第4話 お泊り

 朝、目が覚めたら誰でも時計を見たりして時間を確認すると思う。そこに加えて、社会人になってからついた癖がある。

 アラームが鳴る数分前に目が覚める。

 だから、遅刻したことは無い。

 今朝も、勝手に目が覚めた。

 他人のアラームが鳴る直前に。


 ベッドの上で目が覚めると、正面のソファに誰かがいた。

「!?」

 誰かが、眠っていた。

「あ…」

 昨夜のことを思い出す。

 高野さん、だ。

 俺…服…着てる。昨日の、出かけた時のまま。ついそんなことを確認してしまった。高野さんも、昨日着てた服のままソファに横になって眠っている。


 俺、タクシーで寝てしまったと思う。

 でもその後のことをあまり思い出せない。ということは、高野さんが、ここまで運んでくれたのかな。

 ああ、職場でも迷惑かけっぱなしなのに、やっちゃったな…と反省すると同時に、『他に何も無かっただろうな』と疑う自分もいて嫌になる。

 本当に気にし過ぎ。

 いや、でも高野さんがあんなこと言うから…。
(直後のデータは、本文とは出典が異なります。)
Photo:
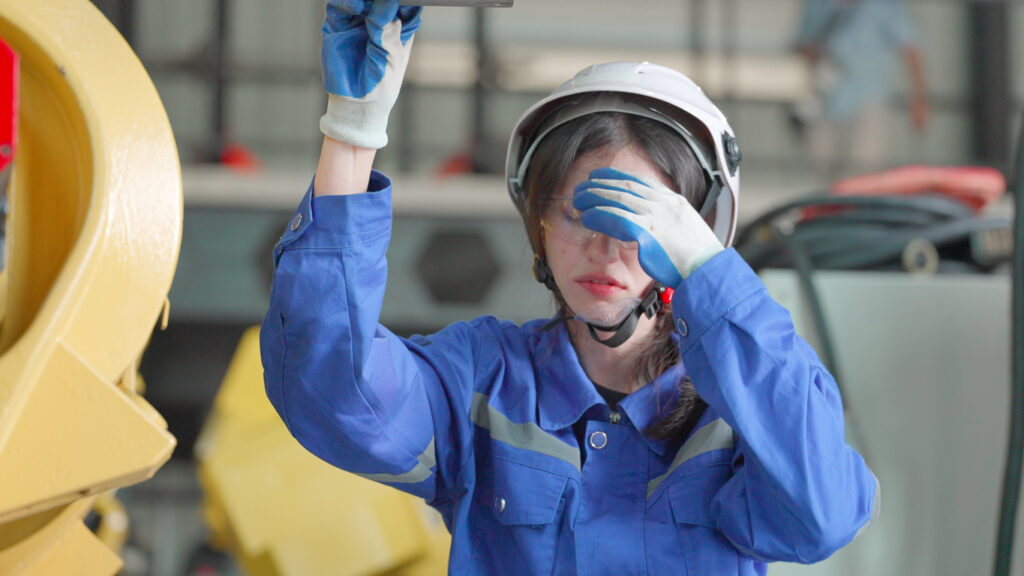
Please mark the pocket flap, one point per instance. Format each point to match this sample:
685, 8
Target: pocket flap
691, 494
524, 495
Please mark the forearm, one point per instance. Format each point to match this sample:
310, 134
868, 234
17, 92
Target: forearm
343, 168
802, 491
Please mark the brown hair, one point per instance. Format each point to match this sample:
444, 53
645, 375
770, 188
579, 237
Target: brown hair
670, 153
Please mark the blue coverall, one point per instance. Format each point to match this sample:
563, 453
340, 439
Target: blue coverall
478, 419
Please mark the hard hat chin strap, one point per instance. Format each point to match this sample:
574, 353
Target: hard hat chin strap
648, 306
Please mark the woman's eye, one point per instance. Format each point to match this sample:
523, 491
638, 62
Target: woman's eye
569, 214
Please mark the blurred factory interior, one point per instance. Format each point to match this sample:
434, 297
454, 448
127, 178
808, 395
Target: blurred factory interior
922, 350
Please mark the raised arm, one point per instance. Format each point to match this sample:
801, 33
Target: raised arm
364, 56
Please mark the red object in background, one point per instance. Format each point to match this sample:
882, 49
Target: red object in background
238, 157
976, 187
8, 105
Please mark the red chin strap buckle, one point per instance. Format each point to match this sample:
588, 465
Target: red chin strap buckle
666, 296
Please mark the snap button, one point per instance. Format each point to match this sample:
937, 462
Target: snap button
681, 327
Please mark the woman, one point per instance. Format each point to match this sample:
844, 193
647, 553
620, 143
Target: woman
668, 420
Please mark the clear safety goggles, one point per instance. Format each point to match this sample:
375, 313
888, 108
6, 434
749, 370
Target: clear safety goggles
561, 219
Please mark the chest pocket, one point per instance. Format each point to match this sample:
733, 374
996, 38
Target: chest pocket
526, 496
706, 549
522, 515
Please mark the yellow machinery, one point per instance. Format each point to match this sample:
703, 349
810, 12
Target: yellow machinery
91, 244
282, 511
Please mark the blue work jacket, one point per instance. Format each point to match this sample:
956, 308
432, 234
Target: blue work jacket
478, 419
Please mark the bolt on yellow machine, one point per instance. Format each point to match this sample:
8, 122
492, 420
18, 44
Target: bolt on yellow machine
92, 228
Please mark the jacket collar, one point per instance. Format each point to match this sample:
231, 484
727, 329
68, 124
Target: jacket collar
565, 393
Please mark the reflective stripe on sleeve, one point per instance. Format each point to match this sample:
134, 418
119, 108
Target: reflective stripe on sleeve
526, 436
715, 436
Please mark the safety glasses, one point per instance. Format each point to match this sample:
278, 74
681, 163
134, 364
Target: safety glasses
561, 219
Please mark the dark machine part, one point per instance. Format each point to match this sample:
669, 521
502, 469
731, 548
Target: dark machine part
1015, 448
469, 3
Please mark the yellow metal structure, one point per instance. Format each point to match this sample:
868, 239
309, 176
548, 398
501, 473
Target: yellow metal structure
282, 511
92, 243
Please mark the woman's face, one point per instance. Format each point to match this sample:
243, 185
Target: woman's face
595, 273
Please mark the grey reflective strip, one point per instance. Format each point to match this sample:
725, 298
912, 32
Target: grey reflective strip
526, 436
419, 472
715, 436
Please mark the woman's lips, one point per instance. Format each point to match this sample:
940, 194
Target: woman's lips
600, 285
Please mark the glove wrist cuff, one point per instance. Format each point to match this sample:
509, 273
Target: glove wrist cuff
356, 121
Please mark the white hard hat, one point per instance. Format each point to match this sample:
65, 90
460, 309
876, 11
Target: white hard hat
643, 89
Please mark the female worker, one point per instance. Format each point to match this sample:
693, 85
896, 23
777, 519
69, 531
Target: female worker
668, 420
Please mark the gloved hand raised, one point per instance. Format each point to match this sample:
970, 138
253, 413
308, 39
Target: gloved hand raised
673, 238
364, 56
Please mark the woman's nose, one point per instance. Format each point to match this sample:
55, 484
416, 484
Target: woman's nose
603, 247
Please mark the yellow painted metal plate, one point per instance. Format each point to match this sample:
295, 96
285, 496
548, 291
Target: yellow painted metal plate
283, 511
92, 243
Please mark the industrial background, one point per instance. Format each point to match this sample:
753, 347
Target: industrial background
925, 358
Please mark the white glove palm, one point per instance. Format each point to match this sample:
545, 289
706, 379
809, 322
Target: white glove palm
366, 49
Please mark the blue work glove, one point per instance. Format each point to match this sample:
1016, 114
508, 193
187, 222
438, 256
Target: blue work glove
364, 56
673, 238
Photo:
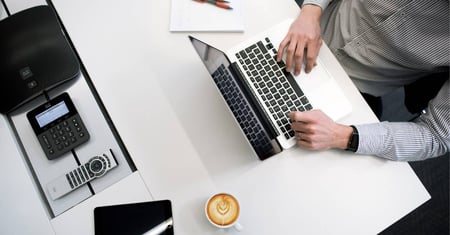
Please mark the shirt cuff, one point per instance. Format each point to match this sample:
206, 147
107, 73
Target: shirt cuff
321, 3
371, 138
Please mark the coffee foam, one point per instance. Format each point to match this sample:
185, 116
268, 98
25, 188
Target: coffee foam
223, 209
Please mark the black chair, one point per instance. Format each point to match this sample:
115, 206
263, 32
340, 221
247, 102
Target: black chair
420, 92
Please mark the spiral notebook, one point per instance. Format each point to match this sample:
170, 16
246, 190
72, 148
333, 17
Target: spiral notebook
194, 16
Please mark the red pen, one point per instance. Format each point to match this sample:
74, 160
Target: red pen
219, 3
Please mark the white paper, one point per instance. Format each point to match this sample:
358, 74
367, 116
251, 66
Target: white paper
189, 15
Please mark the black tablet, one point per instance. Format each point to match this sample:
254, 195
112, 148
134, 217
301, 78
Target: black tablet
154, 217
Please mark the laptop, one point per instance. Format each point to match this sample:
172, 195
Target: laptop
261, 93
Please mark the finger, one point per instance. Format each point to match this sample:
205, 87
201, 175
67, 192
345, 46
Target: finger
290, 54
298, 61
306, 116
311, 55
282, 47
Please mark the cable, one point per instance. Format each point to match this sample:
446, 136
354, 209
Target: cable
6, 8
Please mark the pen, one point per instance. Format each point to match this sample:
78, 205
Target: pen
219, 3
160, 228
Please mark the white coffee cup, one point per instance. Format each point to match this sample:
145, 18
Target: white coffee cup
222, 210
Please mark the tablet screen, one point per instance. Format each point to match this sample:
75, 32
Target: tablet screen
153, 217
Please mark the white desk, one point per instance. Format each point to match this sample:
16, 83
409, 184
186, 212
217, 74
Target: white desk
187, 146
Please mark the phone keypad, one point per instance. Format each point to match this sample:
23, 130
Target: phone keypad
63, 137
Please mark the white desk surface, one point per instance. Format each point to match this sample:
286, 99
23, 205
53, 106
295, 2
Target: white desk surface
187, 146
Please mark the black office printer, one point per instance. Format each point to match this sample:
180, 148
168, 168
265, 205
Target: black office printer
35, 56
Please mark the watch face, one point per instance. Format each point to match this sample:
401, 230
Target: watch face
354, 140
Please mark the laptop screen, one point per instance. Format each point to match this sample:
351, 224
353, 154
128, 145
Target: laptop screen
229, 85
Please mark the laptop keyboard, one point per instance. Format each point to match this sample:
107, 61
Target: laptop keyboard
276, 87
242, 111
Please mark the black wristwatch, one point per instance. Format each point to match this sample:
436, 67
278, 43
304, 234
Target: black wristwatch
353, 142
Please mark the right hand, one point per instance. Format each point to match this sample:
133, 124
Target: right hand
304, 36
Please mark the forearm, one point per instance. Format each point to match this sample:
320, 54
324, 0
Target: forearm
400, 141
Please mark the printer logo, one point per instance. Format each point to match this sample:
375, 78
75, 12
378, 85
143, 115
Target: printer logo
25, 73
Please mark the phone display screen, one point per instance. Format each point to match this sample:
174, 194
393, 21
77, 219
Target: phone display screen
134, 218
52, 114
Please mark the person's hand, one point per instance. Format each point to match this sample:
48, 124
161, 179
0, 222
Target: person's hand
304, 36
316, 131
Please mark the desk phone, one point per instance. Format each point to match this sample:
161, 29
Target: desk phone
94, 168
58, 126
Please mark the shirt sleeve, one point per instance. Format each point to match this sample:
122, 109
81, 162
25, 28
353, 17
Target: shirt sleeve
428, 136
321, 3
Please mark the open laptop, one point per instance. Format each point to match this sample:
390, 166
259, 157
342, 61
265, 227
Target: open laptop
261, 94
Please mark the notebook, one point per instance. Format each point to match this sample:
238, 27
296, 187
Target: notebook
261, 94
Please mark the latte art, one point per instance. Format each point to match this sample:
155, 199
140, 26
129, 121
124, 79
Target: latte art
223, 209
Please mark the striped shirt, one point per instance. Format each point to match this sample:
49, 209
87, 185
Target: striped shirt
384, 45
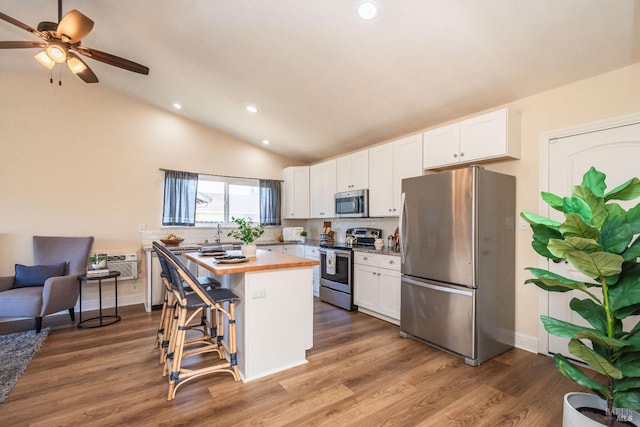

一年も経ってるけど!

 別に気まずくなる必要なんて無いのにさ。

 しかし、本当に夜のことを覚えていない。

 何かを覚えていないという経験が少ないので、精神的にちょっとパニックになった。

 思い出せ、思い出せと脳がざわついて、でも何も覚えていないのだ。

 と、その時、アラームがけたたましく鳴った。俺のじゃない音。

「わっ」

 俺は思わず声を上げ、身体を起こした。目の前の高野さんがもぞもぞ動いて、手を伸ばして、スマホを探して、アラームの音を止めた。

 止めて、こちらを見て、硬直している俺に向かって言った。

「おはよう」

 爽やかな挨拶だった。

「あ、はい、あの、おはよう…ございます…」

 高野さんはすぐに起き上がった。寝起き、サワヤカすぎるだろ!なんて、心の中でしょーもない突っ込みを入れた。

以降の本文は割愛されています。